The whole thing was obnoxious and it was hard to imagine who or what could make it worse.

The answer of course is Nick Gillespie at Reason, with a sock full of False Equivalencies.

Making things worse : libertarians :: bouncing : Tiggers.

In questionable taste? Certainly. But is offering the drink actually participating in “rape culture,” as various Twitter folks aver, or is it something else altogether, as the operators of the business suggest? Or maybe it’s neither—maybe it’s just tasteless joke that is neither particularly offensive nor edifying. Does everything need to have a higher value in order to justify its existence? I hope not.

Because he’d be fucked if higher value were the standard for existence.

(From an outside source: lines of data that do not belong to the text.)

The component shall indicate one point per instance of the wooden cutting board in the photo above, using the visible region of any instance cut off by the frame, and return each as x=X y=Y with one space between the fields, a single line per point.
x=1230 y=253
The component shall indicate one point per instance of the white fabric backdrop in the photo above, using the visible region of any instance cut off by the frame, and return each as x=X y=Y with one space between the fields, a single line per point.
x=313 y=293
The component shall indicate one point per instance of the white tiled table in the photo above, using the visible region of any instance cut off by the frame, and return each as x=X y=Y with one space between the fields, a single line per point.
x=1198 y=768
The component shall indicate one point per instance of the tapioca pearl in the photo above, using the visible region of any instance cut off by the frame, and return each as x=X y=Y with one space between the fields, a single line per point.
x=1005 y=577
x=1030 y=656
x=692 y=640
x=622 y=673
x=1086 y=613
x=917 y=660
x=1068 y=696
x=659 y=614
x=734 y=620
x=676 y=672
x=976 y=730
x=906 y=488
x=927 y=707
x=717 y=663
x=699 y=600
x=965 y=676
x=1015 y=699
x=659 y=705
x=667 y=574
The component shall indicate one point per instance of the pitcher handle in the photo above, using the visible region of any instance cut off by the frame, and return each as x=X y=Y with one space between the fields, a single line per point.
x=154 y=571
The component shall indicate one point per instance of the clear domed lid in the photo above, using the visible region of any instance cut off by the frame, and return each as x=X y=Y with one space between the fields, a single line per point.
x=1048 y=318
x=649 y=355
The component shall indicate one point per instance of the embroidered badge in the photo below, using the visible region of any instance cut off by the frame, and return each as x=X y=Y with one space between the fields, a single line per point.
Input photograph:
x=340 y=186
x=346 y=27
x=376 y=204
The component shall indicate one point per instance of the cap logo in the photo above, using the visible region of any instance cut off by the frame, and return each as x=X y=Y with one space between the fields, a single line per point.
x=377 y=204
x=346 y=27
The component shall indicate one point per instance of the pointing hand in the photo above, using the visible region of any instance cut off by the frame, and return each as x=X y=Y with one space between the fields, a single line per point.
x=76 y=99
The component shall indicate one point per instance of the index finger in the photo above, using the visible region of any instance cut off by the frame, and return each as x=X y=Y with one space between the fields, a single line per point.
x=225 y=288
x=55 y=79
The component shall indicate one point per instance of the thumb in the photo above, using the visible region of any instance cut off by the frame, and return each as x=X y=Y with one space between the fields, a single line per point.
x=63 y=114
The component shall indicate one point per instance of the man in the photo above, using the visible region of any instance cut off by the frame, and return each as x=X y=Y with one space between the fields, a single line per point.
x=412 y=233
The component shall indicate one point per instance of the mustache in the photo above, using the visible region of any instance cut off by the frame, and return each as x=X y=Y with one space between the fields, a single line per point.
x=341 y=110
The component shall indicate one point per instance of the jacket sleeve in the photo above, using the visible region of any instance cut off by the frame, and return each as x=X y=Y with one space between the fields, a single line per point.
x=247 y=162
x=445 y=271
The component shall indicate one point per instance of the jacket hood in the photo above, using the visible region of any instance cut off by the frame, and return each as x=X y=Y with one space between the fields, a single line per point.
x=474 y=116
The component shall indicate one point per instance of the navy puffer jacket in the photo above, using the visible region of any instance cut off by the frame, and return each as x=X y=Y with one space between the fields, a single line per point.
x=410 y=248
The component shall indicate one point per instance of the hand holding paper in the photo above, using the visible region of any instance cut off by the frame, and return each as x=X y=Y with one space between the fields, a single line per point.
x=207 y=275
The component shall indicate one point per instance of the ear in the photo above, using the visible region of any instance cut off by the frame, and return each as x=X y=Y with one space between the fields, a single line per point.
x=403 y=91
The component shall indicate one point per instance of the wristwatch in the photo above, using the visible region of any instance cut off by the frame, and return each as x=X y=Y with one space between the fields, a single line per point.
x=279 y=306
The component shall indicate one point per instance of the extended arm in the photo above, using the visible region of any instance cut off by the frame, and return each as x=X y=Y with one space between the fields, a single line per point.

Libertarian follow-up question:

JFC.

Is this an example of disciplining via market forces and/or voice (as opposed to exit or loyalty, in the parlance of Albert O. Hirschman)? Or is it simply the latest sign of political correctness and identity politics stamping out anything that anyone can find objectionable?

OK, already that’s two questions. But it was a lot to load into one rhetorical designed to help people who think Gillespie is clever figure out that potential consumers objecting to a menu item that makes light of rape can’t be a legitimate use of the Free Market because Reason.

He could have stopped there. But he hadn’t yet displayed the gibbertarian’s full range of idiocy with a final False Equivalency x Gotcha hybrid.

And will the next casualty be “the Marvin Gaye,” a drink whose name is at the bottom of the menu in the picture of the drink above and to the right? Gaye came to an ugly and sad end, shot to death by his own father even as his career was reviving in the mid-1980s.

Because there’s no difference between a punny drink that makes reference to a man accused of doing bad things to other people – complete with pill capsule garnish in case a Reason fan needs help getting the joke – and a drink that bears the name a man who had a bad thing done to him. Touché, M. Gillespie!